Preemptive Min Sum Set Cover and Minimum Latency Submodular Cover
Ruben van der Zwaan
The talk is based on joint work with Sungjin Im, Viswanath Nagarajanand Maxim
Sviridenko. In this talk I give a gentle introduction and examples of why the
problems are interesting. There are no proofs, only the intuition behind the
proofs for Preemptive Min Sum Cover and a broad outline of the Minimum Latency
Submodular Cover algorithm.
Preemptive Min Sum Set Cover:
In the (non-preemptive) Generalized Min Sum Set Cover Problem, we are given n
ground elements and a collection of subsets S1, ..., Sm of the ground set. Each
set S has a positive requirement k(S) that has to be fulfilled. We would like
to order all elements of the ground set to minimize the total (weighted) cover
time of all sets. The cover time of a set S is defined as the first index j in
the ordering such that the first j elements in the ordering contain k(S)
elements in S. This problem was introduced by Azar, Gamzu, Yin (2009) with
interesting motivations in web page ranking and broadcast scheduling. For this
problem, constant approximations are known due to Bansal, Gupta, Krishnaswamy
(2010) (factor 485) and Skutella, Williamson (2011) (factor 28).
We study the version where preemption is allowed. The difference is that
elements can be fractionally scheduled (assigned to indices) and a set S is
covered at the first time step when k(S) amount of elements in S are scheduled.

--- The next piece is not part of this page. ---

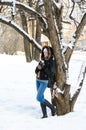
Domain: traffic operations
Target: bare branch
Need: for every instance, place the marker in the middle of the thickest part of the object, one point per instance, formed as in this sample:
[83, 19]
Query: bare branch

We give a 2-approximation for this preemptive problem based on a novel linear
programming relaxation. This guarantee is tight under Unique Games Conjecture.
We also show that a preemptive schedule could be converted into a
non-preemptive one with factor 6.2 loss in the performance. Combining two
results we obtain 12.4-approximation for the non-preemptive Generalized Min Sum
Set Cover Problem.
Minimum Latency Submodular Cover:
Minimum Latency Submodular Cover is a generalization of the Generalized Min Sum
Set Cover, but also of Group Steiner Tree, Latency Group Steiner Tree and
Submodular Ranking. We give a polylogarithmic approximation algorithm, enabled
by simpler analysis of the logarithmic approximation for Submodular Ranking by
Azar and Gamzu (2011).